I should say first that I don’t believe in any way that anyone is arguing from a bad place. I appreciate all the work that is done, and find the ergonomics initiative a very good idea. I don’t think any of them aren’t worth it or anything like that, quite the opposite.
I believe part of the problem is that it is really hard to have a feeling about the language-future if you’re only following it down to a certain level. The match ergonomics changes were a good example for me. While the finally accepted RFC has a more conservative scope, I get the feeling that it is considered a first step. The lifetime elision discussion had talk about re-using the ref keyword, and that epochs and the match ergonomics make it available.

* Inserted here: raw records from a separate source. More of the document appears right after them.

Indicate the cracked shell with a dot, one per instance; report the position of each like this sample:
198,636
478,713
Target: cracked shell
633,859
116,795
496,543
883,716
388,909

These can be quick brainstormed thoughts, or they could be changes the driving members are really passionate about. When you’re just following along, these things are really hard to tell. Similar effect with the dyn Trait changes. In some places I’ve heard it being talked about as a certainty. But that might have been just excitement.

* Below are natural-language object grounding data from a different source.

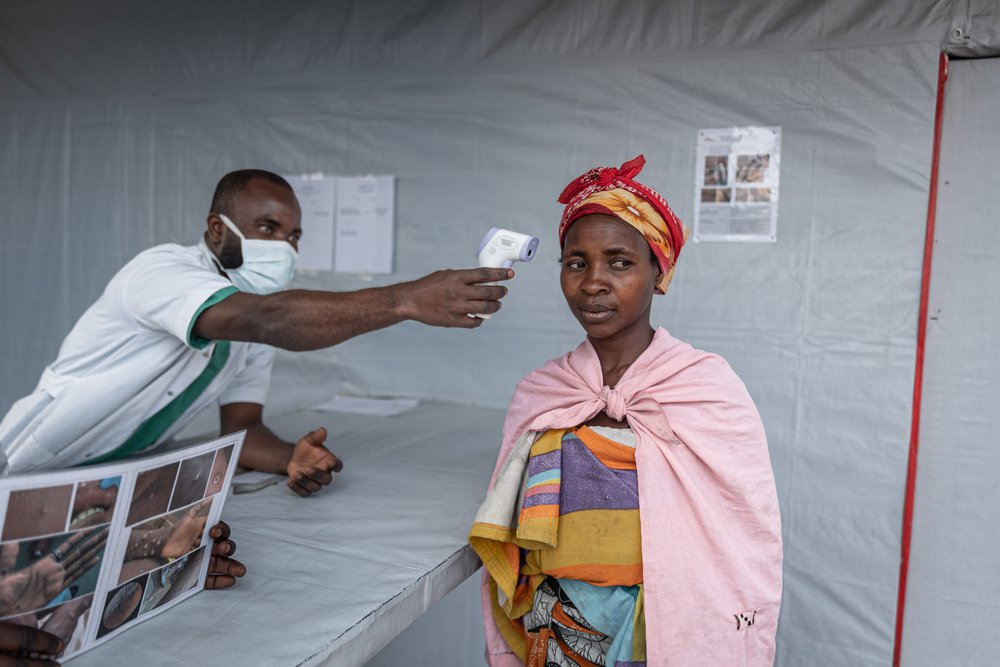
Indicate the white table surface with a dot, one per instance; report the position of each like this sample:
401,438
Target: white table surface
335,577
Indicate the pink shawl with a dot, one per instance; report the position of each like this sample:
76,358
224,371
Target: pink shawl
711,529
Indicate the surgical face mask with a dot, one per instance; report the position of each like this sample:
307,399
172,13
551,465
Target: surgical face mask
267,266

As for the word “explicit,” I’m not sure I know a better one for “details specified more precisely and verified by the compiler,” which is usually my main concern.
I’m not sure what a good solution would look like. To me a solution would be for such things to be argued into #![feature(..)] mode first, and once that worked out it’s final default form is decided. Does that make sense phrasing wise? That defaulting is a separate concern to the feature?
Most of these features (match, extern crate, mod) should already have big wins even when they’re still under a stable feature flag. And even if an epoch or future version turns those features on by default, if I can #![feature(explicit_bindings, explicit_mods, explicit_deps)] I’m still happy, because I still have the possibility. My worries start when the discussion seems to be about removing those abilities. You could say I’d prefer a more capable Rust to a new Rust.
Looking back over the ergonomics parts that I worry about, they’re all about hiding details. Which can be an immense win, but personally I do often care about those details. That’s why I liked the spirit of the new lifetime elision talks, because they unhide where elision is happening.